Were they unusual or record breaking?
This blog will take on this important question!
A
temperature inversion occurs when temperature increases with height, which is the opposite of the normal situation in which temperature declines with height in the lower layers of the atmosphere.
Here is a of temperature and humidity with height at Quillayute, on the WA central cost for 4 AM on Dec. 11. The right line is temperature and the left is dew point. The y axis is height in pressure (700 is about 10,000 ft, 850 about 5000 ft)
There is one strong inversion at this time, with temperature going from -3C at the surface to 17C a few thousand feet up:
a 20C or a 36F increase in temperature.
Imagine what it was like climbing a modest peak that day? Below freezing at the surface and around 60F when you got to the top?
But is this the record inversion ever observed here? Let find out using Quillayute data for the evaluation. This location is the closest vertical sounding location to most of the Puget Sound region and provides insights into the air moving in off the Pacific.
UW Atmospheric Sciences graduate student Joe Zagrodnik ran the numbers and let me show you what he found. He looked at 13,949 12Z Quillayute soundings from 1979-present.
First, here are the TOP FIVE inversions at the coast
1. December 25, 1985, 23.3 C
2. January 17, 2009, 22.7 C
3. December 26, 1999, 19.9 C
4. December 24, 1985, 19.1 C
5. January 15, 2009, 19.1 C
Our super-inversion last week is not even on the list, with the big winter being December 25, 1985. Note that the big inversions like the mid-winter period: December and January.
But Joe did not stop there. Here is the frequency of inversions of varying intensity (10C or more rise in the lower few thousand feet). There are lot more moderate inversions than strong one, with a sharp drop off in frequency for the more extreme events.

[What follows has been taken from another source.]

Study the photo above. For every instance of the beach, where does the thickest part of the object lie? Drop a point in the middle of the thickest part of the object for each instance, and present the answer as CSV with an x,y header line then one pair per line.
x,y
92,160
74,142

Now take a look at the frequency of strong inversions (great than 15C increase with height in the lower few thousand feet) by month. December, January and October lead the pack, but there are some even in the summer. March and April had none!
Looking at more moderate inversions (stronger than 10C), late summer and early fall are the top months)
So how do we explain all this?
During the summer and fall, we can get a decent inversion when cool marine air from off the Pacific ocean undercuts warmer air above. And the air above is still quite warm well into the fall.
But to get the super-inversion, we need something that warm the atmosphere aloft and greatly cool the surface air layer.
You can do this with a strong ridge of high pressure overhead.
There is sinking air in highs, with the sinking producing warming by compression (air goes from low to high pressure). Think of your bicycle pump. And warm air moves in from the south on the western side of highs.
The sinking aloft kills clouds, which allows the surface to radiate heat into space through infrared radiation emission. And highs have relatively weak winds, so there is not a lot of mixing of warm air down to the surface. So high pressure areas are inversion machines!
And there is something else. Snow. The strongest inversions often occur during periods with snow on the ground, since snow reflects solar heating but emits like mad in the infrared.
Finally, why do we care about inversions?
Because they are associated with great vertical stability in the atmosphere, greatly weakening vertical mixing. As a result, air quality declines with inversions, cold air stays entrenched near the surface, and fog often develops (which is bad for aviation and road travel).